Have you forgotten? I was already into all that transcendental stuff, way back when you were still punching people's lights out as therapy. One day you'll catch up, but if the superiority complex helps you in the meantime, well that's fine with me. I can see how that would help.
HB - The OCD woman is looking for a man, and she owns a winery in NZ. That's no good to you is it? It would be the end of the meditations.
If there's time, I will of course go to see United 93 before I fly.
When you become rich and infamous after startling book sales and an astounding stay on the Times bestseller list...HIRE ME.
Om Mani publish - him HUM
sounds better if you say it
Om Money Publish ME HUM
Thats all. RaBliss.
Adolf! Heil! The comment didn't take again! But ... she likes cleaning toilets, she can cook ... She'd have to turn the winery into a brewery, but apart from that, tell her Hotboy is game! Hotboy is willing! I'm definitely cheaper than the normal joe! Tell her I need some help, a bit of mothering. Hotboy. p.s Is it your mum? In that case I'll grow a big beard and she won't recognise me from that time in the hut. Hopefully, the rope burns weren't permanent!
Adolf! Zeig! Did you pay someone for a secret magic word? I could make more money out of just selling single words then than trying to sell whole books! Okay, I'll sell you a secret magic word for half the price of the original. What a deal! This one won't work either, but ... okay, the secret magic word for today is MOOFT without the M. An expression of wonderment in the kiddo when she was small. That'll be ten percent off the top, please. Hotboy.
Heather: As soon as I'm rich consider yourself hired! You just have to sit quietly doing nothing. I'd pay you to do that, Heather, because you are certainly heading for ra bliss! Ra bliss, ra bliss, ra bliss! Hotboy
Dharma is the name of the company that put the Island together. It is part of the shows conspiracy.
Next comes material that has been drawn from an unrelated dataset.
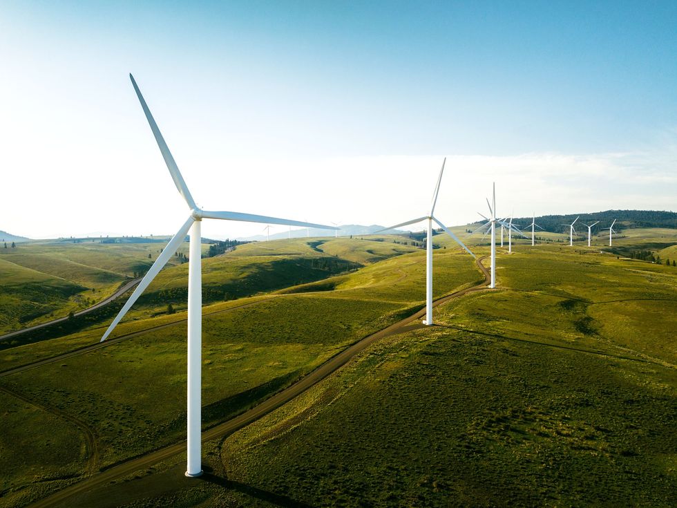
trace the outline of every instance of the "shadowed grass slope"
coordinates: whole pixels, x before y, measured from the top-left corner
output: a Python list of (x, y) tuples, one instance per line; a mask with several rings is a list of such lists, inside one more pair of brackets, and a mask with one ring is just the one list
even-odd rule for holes
[[(258, 297), (205, 307), (204, 426), (241, 413), (347, 345), (420, 308), (423, 261), (423, 253), (417, 252), (383, 262), (390, 264), (382, 274), (396, 272), (387, 284), (369, 272), (381, 264), (377, 263), (363, 269), (366, 275), (361, 270), (345, 276), (345, 290)], [(452, 272), (444, 276), (440, 274), (440, 280), (448, 285), (439, 283), (439, 292), (465, 287), (480, 278), (468, 256), (439, 255), (436, 263), (441, 271)], [(175, 442), (185, 434), (184, 317), (179, 312), (128, 321), (116, 329), (114, 337), (142, 333), (3, 377), (0, 386), (39, 399), (45, 407), (73, 413), (97, 436), (99, 467)], [(169, 326), (157, 328), (162, 325)], [(0, 370), (95, 343), (102, 332), (103, 328), (93, 329), (7, 350), (0, 353)], [(84, 375), (87, 383), (82, 382)], [(71, 441), (63, 446), (79, 446)], [(11, 442), (3, 446), (9, 453), (20, 451), (12, 448)], [(32, 460), (39, 462), (39, 458)], [(9, 471), (6, 466), (0, 464), (3, 471)], [(11, 492), (0, 506), (39, 497), (33, 478), (21, 470), (12, 470), (6, 482)], [(41, 484), (39, 492), (44, 485)], [(51, 488), (59, 485), (55, 482)]]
My Ute - you're not suggesting the island is pure invention? Even the Hotbolla folk in the mountain caves know that the deity is responsible.
HB - It's not my mum, but it is great practice for the stultifying Fatherland.
If the word worked for the kiddo, I'll take it. Did she test it in Bavaria? Vorsprung durch Technik.
More to the point, is it guaranteed to work during a plummeting? That would help so much.